Australian dot paintings on display at Jeffrey Moose Gallery

Jeffrey Moose Gallery will host an exhibition of paintings by indigenous artists from Yuendemu, in Australia’s Central Desert, through September.

Dot paintings are images rendered from an aerial perspective which use symbols to represent people, animals, plants, weather systems and other forms in telling ancient creation stories.

In their original form, these stories are part of the Song Lines, complex sets of story-poems recited in rhythmic pattern that link places across the Australian continent.

Traditional ground paintings by these artists, known as Warlukurlangu (Home of the Fire Dreaming) made history in Paris in 1989, part of the international survey, “Magiciennes De La Terre.”

At this sensational exhibit of indigenous art from throughout the world, a group of men from Yuendemu packed tons of desert earth and crushed flowers from home, shaping the material into an enormous “Ground Painting” to honor the Yarla Jukurrpa, a creation story about the bush potato.

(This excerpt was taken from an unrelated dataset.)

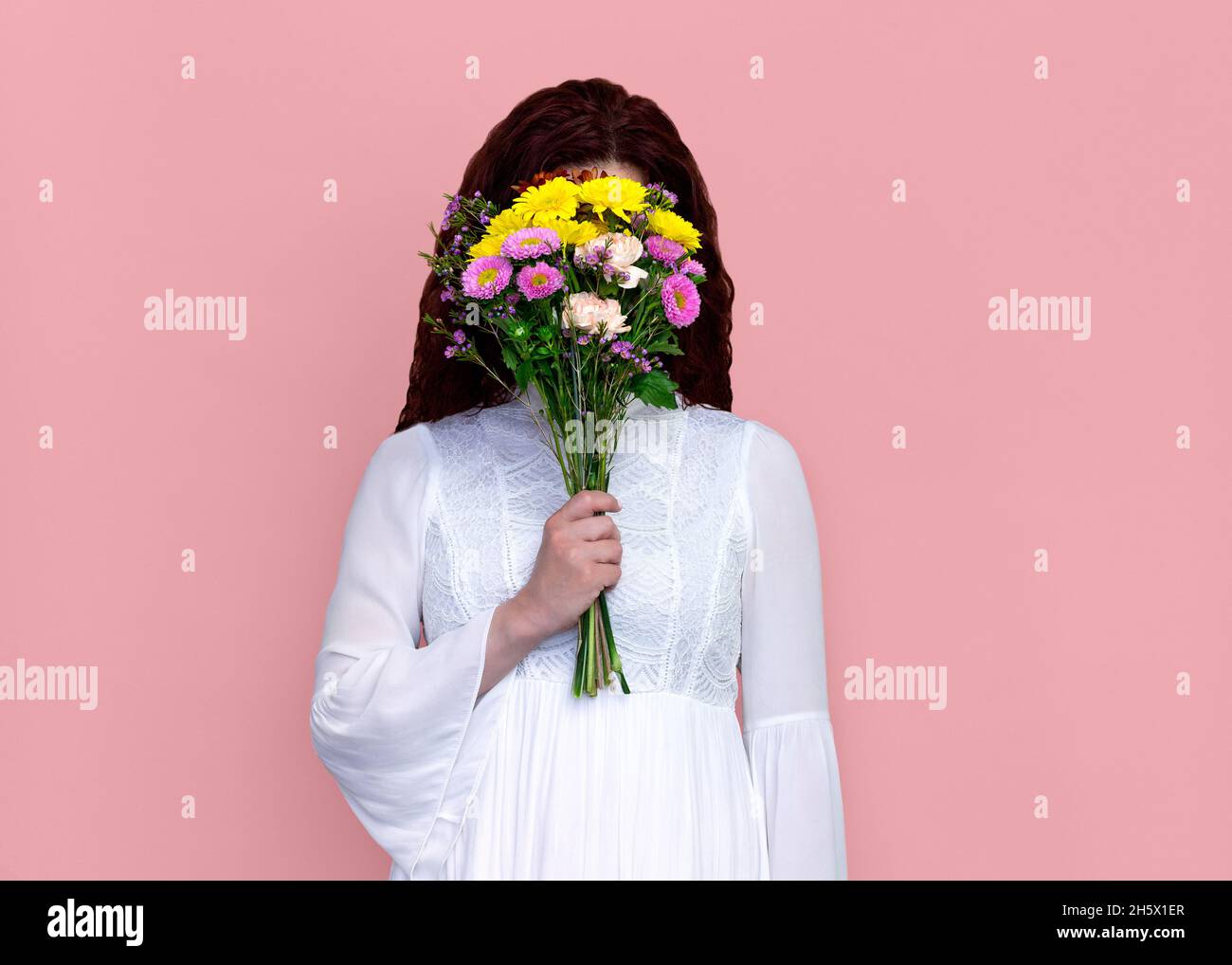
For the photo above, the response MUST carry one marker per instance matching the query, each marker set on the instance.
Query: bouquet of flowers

Several works by Warlukurlangu artists are on display in The Seattle Art Museum’s third floor galleries. It was through the Kaplan/Levy Collection shown at SAM that island gallery owner Jeffrey Moose was connected to this remote desert art.

On exhibit will be works by 14 painters from the center.

Jeffrey Moose Gallery is at 181 Winslow Way East, Suite F, and is open from 10 a.m. to 5:30 p.m. Tuesday through Friday, and 11 a.m. to 6 p.m. Saturday.